One of Alpha Group’s first operations became its most known ever. In 1979, the Soviet leadership decided to eliminate Afghan leader Hafizullah Amin and replace him with another head, more willing to collaborate.
Alpha Group officers, along with colleagues from the GRU spetsnaz and soldiers of the 9th Guards Airborne Company (in total ca. 700 men), had been given an almost impossible task: to mount an assault on the well-protected Tajbeg Palace in Kabul, where Amin was hiding under the protection of almost 2,000 guards.
Under heavy enemy fire, the Soviet soldiers crossed the only road to the Palace in several APCs and managed break inside. Amid fierce shootouts, they cleared room after room, floor after floor.
After just 43 minutes, the officers terminated most of Amin’s guards and took several hundred as prisoners.
During Operation Storm-333, as the assault became known, 20 Soviet Spetsnaz fighters and paratroopers were killed. The Afghan side lost up to 400 men, including the main target - Hafizullah Amin.
“This was the first such operation for the Soviet Union,” Alpha veteran Alexey Philatov recalls. “It contradicted the whole military strategy, which states attackers should always outnumber opponents 3 or 4 to one. Here, everything was vice versa.”
On October 23, 2002, 40 Chechen terrorists seized a concert hall in Moscow during the performance of the Nord-Ost musical. As a result, 916 people were taken hostage.
After days of negotiations had failed, the decision was made to launch an assault with FSB’s Alpha and Vympel Groups. It began early in the morning on October 26.
The biggest problem for Spetsnaz officers was the fact that the whole concert hall was mined, and at the slightest sign of attack, could be detonated by the terrorists, killing everybody inside.
Because of the circumstances, authorities decided to pump a nerve gas through the ventilation system to stop the terrorists. After Alpha and Vympel fighters quietly snuck into the building, they only had a few minutes to complete the operation.
“With precise fire from the silenced weapons, all terrorists in the hall were eliminated. We shot without fail - hitting the body could lead to the explosives’ detonation. That’s why we aimed for their heads,” an anonymous former Alpha officer recalls.
It took 5 minutes to eliminate all terrorists inside the hall and 10 minutes more to finish off those who managed to hide in adjacent rooms.
The Nord-Ost assault was a hard challenge, even for the professional Alpha and Vympel officers: an area full of hundreds of civilians with a very real risk of triggering an explosive somewhere among them. Still, their fast, efficient and well-coordinated actions saved the lives of 750 hostages.

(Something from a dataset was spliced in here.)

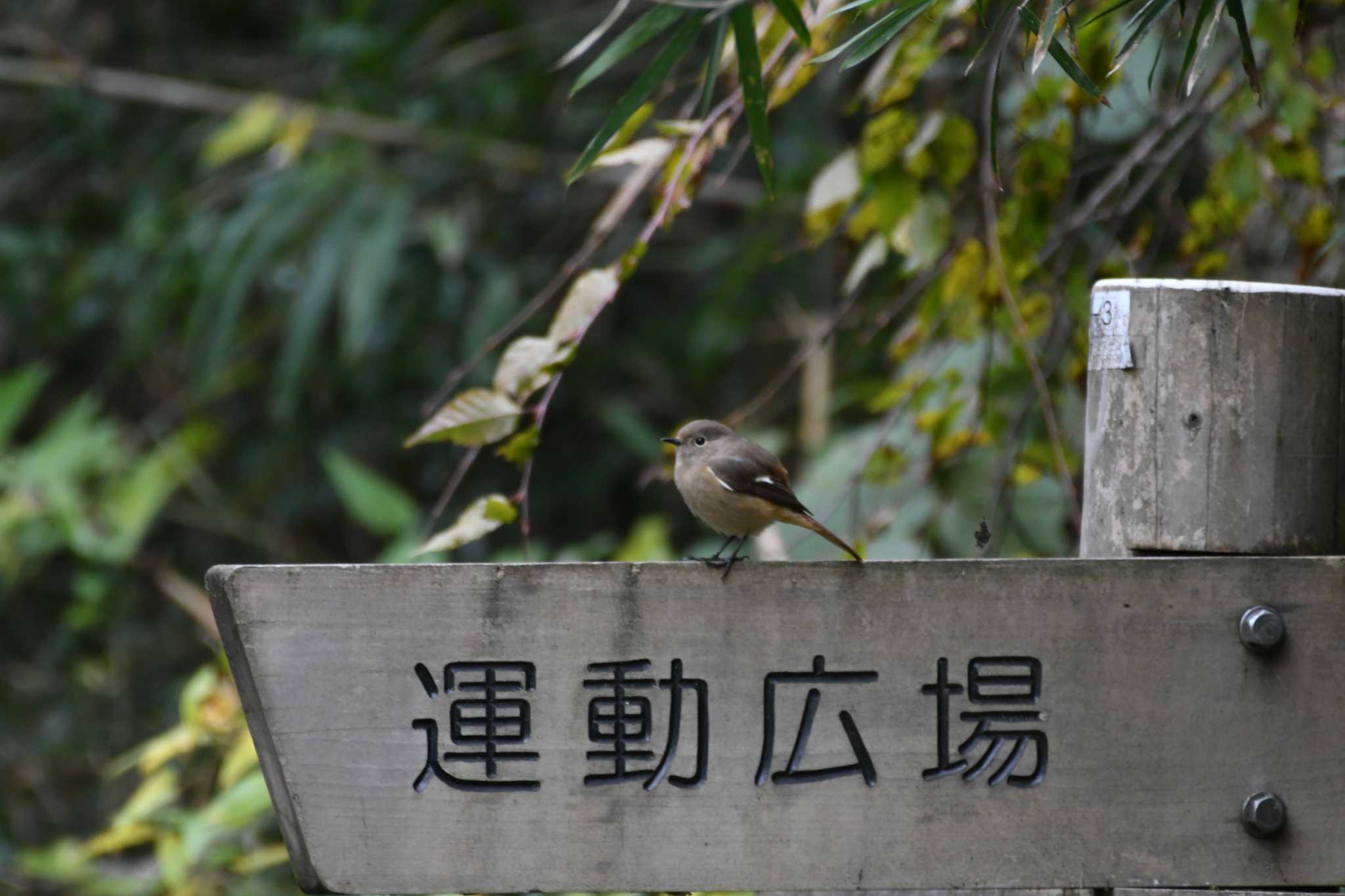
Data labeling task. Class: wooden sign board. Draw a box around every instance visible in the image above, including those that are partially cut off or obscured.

As a result of the operation, all terrorists, including female suicide bombers, were eliminated. Unfortunately, 67 civilians were killed during the assault and 63 died later in hospitals. Many believe the nerve gas caused the deaths of most of the hostages. Ambulances turned out to be unready to provide a proper assistance for those who suffered from it.
This was one of the most heroic and tragic pages in the history of the Alpha Group. On September 1, 2004, 32 Chechen terrorists seized a school in the town of Beslan in North Ossetia.
1,128 people, most of whom were children, became hostages and were kept in unbearable and cruel conditions.
On the third day of the siege a denouement began: several explosions unexpectedly shook the building, and many hostages tried to escape the school through the blasted holes in the walls. Alpha and Vympel Groups were instantly ordered to assist them.
Terrorists began firing at the fleeing hostages and some officers were literally covering them with their bodies. After saving those who fled, Spetsnaz fighters rushed towards the building to save those who had been left behind.
There was a fierce battle in each room, corridor, and on every floor. Alpha and Vympel fighters sacrificed themselves several times to save the lives of the remaining children and teachers.
“A Spetsnaz fighter was crawling inside through the cut lattice,” one of the hostages recalled. “Seeing this, one of the terrorists threw something into our crowd. I didn’t instantly get what it was. But a Spetsnaz fighter jumped right from a nearby window and covered it with his body. What happened next was a blast. The name of the soldier who saved us all was Andrey Turkin.”
During the Beslan school siege 314 civilians, including 186 children, were killed. 31 terrorists were eliminated and one was taken alive.
Alpha and Vympel Groups lost 10 fighters. This was the largest casualty number suffered by the Russian Special Forces in one battle during their entire history.